The pressure and temperature of the steam determine the relative efficiency of the power plant. Subcritical (SubC) plants produce steam pressure below 3200 psi and temperature below about 1025° F. Subcritical PC units have generating efficiencies between 33 and 37% (HHV).



Supercritical (SC) generating efficiencies range from 37 to 40% (HHV). Current state-of-the-art SC generation involves 3530 psi and 1050° F, resulting in a generating efficiency of above 38% (HHV) for Illinois #6 coal. A variation on SC combustion is oxy-combustion (OXY) in which coal is burned with oxygen instead of air which produces a flue gas of relatively pure CO2 ready for capture, storage or direct use. Oxy-combustion can increase efficiency. The flue gas heat losses are reduced because the flue gas mass decreases as it leave the furnace and because there is less nitrogen to carry heat from the furnace.

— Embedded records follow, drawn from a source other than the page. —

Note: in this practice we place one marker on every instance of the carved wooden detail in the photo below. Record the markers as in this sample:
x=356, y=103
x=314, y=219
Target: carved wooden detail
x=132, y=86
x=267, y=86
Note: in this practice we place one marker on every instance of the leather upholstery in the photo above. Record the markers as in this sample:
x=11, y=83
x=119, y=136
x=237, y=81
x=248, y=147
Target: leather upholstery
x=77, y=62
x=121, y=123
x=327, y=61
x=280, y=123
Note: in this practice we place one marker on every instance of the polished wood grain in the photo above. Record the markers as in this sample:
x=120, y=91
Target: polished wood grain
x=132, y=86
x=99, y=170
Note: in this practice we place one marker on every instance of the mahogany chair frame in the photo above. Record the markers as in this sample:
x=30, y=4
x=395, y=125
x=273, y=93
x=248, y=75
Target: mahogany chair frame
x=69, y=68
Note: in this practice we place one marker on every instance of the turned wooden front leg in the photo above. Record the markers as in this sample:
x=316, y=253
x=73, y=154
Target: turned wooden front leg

Operating conditions above 1050° F are referred to as ultra-supercritical (USC). A number of ultra-supercritical units operating at pressures to 4640 psi and temperatures to 1112-1130° F have been constructed in Europe and Japan.



While not a traditional PC technology, circulating fluidized bed (CFB) power plants burn coal that is crushed rather than pulverized. CFBs are best suited for lower-rank, high ash coals such as lignite and some low-Btu sub-bituminous western coals.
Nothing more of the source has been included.